音楽好きに知ってもらうための「次元を越超える練習」



──他に苦戦したこと、戦略的に考えてきたことがあれば教えてください。

やっぱり次元を越えたことですね。1周年のライブで初めてちゃんと「次元を越えた」んですけど、それ以前から「越える練習」はしてきました。

──「次元を越える練習」という言葉はかなりキャッチーですね!

いきなり、というのは色々と難しかったので自分の代わりにクマのぬいぐるみを動かすところから始めて、クマの姿で歌う練習の様子をYouTubeとかTikTokとかにあげたりしてました。

──次元を越えようとなったのはいつ頃からなんですか?

去年の5月くらいにギターを始めた頃からです。

弾き語りをいずれ披露したいなって思っていたんですが、2次元の姿のままで弾き語りするのって、見てる方にあまり臨場感が伝わらないというか、自分の伝えたいものが伝わってない感じがしました。

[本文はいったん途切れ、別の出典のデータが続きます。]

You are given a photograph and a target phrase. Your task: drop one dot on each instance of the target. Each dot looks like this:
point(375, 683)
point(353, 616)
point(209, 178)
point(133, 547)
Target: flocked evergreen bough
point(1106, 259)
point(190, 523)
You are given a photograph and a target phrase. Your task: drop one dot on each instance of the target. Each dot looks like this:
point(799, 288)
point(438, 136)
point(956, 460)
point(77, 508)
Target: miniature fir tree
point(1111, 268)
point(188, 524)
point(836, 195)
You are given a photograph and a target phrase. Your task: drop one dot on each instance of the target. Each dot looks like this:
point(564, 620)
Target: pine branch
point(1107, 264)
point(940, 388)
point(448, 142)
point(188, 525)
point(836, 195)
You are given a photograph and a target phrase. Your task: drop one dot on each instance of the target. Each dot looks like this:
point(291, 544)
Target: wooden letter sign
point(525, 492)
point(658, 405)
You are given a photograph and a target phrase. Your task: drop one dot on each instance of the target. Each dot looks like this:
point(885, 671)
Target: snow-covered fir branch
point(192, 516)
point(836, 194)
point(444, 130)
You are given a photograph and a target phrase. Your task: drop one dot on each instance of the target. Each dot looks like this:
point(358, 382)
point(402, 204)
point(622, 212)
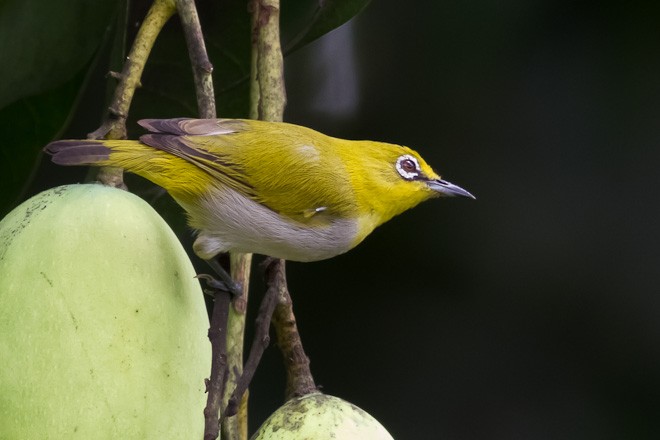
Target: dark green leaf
point(329, 15)
point(26, 126)
point(47, 41)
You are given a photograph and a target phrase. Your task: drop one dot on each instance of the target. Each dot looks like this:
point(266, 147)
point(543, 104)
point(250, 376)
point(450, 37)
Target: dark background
point(532, 312)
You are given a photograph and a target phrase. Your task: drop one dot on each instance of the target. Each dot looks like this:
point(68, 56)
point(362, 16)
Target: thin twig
point(202, 67)
point(214, 385)
point(235, 428)
point(261, 337)
point(299, 380)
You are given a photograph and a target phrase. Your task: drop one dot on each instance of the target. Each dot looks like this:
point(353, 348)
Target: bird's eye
point(407, 167)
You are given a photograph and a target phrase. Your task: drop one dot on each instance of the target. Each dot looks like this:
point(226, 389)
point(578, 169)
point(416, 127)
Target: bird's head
point(391, 179)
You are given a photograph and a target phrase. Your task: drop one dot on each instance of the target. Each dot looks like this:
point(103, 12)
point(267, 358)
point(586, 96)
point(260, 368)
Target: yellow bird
point(270, 188)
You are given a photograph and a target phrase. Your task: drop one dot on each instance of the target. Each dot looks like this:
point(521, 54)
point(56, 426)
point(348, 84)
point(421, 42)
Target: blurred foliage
point(55, 46)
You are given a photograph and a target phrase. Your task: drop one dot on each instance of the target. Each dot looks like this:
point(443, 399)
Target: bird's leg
point(225, 283)
point(259, 344)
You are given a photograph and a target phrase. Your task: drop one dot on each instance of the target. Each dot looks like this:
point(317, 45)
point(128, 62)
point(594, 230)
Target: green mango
point(102, 324)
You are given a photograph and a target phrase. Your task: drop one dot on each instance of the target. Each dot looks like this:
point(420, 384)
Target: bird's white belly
point(230, 222)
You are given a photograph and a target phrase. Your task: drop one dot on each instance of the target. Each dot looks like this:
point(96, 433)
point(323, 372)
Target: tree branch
point(202, 67)
point(114, 123)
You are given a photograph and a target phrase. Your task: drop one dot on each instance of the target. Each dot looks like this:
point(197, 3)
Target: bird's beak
point(447, 189)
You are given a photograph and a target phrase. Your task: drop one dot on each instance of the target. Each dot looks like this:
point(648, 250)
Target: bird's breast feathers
point(230, 222)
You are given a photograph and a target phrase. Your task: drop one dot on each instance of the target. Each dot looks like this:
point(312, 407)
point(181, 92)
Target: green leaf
point(329, 15)
point(46, 42)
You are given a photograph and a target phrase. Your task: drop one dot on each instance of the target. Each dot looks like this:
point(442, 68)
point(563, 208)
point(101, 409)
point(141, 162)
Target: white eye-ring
point(408, 167)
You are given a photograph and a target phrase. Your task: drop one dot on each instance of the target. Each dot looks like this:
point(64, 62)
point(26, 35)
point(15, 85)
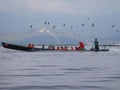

実際に弾いてる細かい指の様子のような細部は、 やっぱり2次元だと伝えられるのに限界がある。ファンの人と同じ次元に立ってライブできたら、伝えられるものが増えるんじゃないかなと考えて、その辺りから次元を超える準備を始めたと思います。事務所の人とも相談して、そっちの方がいいんじゃないかって。

──最近のバーチャルアーティストの傾向として、生身の姿でライブをやったりするアーティストも少しずつ増えてきています。そういった周りからの影響もありましたか?

そこに関してはあまり影響は受けていないというか、そういった方々が増えてきたことも知りませんでした。「音楽好きの人にもっと広く知ってもらいたい、新しい表現をもっとしたい」という思いがあったことが大きな要因になったと思います。

思い出や、記憶を掘り起こせる感覚を届けたい



──そもそも長瀬さんが歌手を目指そうと思ったきっかけや音楽のルーツについて教えてください

保育園に通ってた時に、車の中で親が流してるCDを聞く時間がすごく好きでした。特に松たか子さんや小沢健二さんの曲を親がよく聴いていて、その頃からちょっと懐かしいような感じの曲が好きになりました。

流行りの曲も親戚の人が貸してくれたりしていたんですけど、それよりも懐かしい曲を好んで聞くことが多かったです。小学生の頃にピアノをやったり、中学校で吹奏楽部に入ったりして、そもそも音楽に触れる時間が多かったんですけど、中学の時に吹奏楽部の友達と初めてカラオケに行ったんです。そこで好きな曲を歌って、「歌うのって楽しいな」って思ったんですね。

それからは音楽の授業の合唱の時間とかに「声綺麗だね」というようなことを言ってもらえることが多くなりました。今まで自分に自信が持てるところなんて特になかったけど、歌とか音楽だけはそれをやってる時の自分がすごく好きになれる。その頃から、本格的に歌をやっていきたいなって考え始めましたね。

──長瀬さんは普段からバーチャルアーティストの音楽を聴いたり、ライブを見たりしますか?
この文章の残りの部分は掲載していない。